From 116cf56c8754763b12a89ce9be7a6fac7f4d0bd1 Mon Sep 17 00:00:00 2001
From: kingbri <bdashore3@proton.me>
Date: Sun, 26 May 2024 21:24:54 -0400
Subject: [PATCH] Model: Auto-round cache size on init

Cache size must be a multiple of 256 to work properly in ExllamaV2.
Take the config value and set the cache size to one multiple above
the remainder of the cache size divided by 256.

This is because cache size can never be lower than max_seq_len.
If max_seq_len isn't a multiple of 256, this method will never
yield a number that's lower than max_seq_len since it's no longer
a source of truth.

Signed-off-by: kingbri <bdashore3@proton.me>
---
 backends/exllamav2/model.py | 31 +++++++++++++++++++++++++------
 1 file changed, 25 insertions(+), 6 deletions(-)

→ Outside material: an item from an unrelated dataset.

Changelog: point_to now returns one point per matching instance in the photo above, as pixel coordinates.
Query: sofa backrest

diff --git a/backends/exllamav2/model.py b/backends/exllamav2/model.py
index 7ffc9ce..64f571f 100644
--- a/backends/exllamav2/model.py
+++ b/backends/exllamav2/model.py
@@ -193,14 +193,33 @@ class ExllamaV2Container:
         )
 
         # Set k/v cache size
-        self.cache_size = unwrap(kwargs.get("cache_size"), self.config.max_seq_len)
-        if self.cache_size < self.config.max_seq_len:
+        cache_size = unwrap(kwargs.get("cache_size"), self.config.max_seq_len)
+
+        if cache_size < self.config.max_seq_len:
             logger.warning(
-                "Your specified cache_size is smaller than your "
-                "desired context length. \n"
-                "Defaulting cache_size to max_seq_len."
+                f"The given cache_size ({cache_size}) is smaller than the "
+                "desired context length.\n"
+                "Overriding cache_size to max_seq_len. "
             )
-            self.cache_size = self.config.max_seq_len
+
+            cache_size = self.config.max_seq_len
+
+        # Enforce a multiple of 256 for cache size
+        # Overestimate to ensure that the cache isn't below max_seq_len
+        cache_remainder = cache_size % 256
+        if cache_remainder != 0:
+            rounded_cache_size = int(256 * ((cache_size - cache_remainder) / 256 + 1))
+
+            logger.warning(
+                f"The given cache size ({cache_size}) is "
+                "not a multiple of 256.\n"
+                "Overriding cache_size with an overestimated value of "
+                f"{rounded_cache_size} tokens."
+            )
+
+            cache_size = rounded_cache_size
+
+        self.cache_size = cache_size
 
         # Enable fasttensors loading if present
         self.config.fasttensors = unwrap(kwargs.get("fasttensors"), False)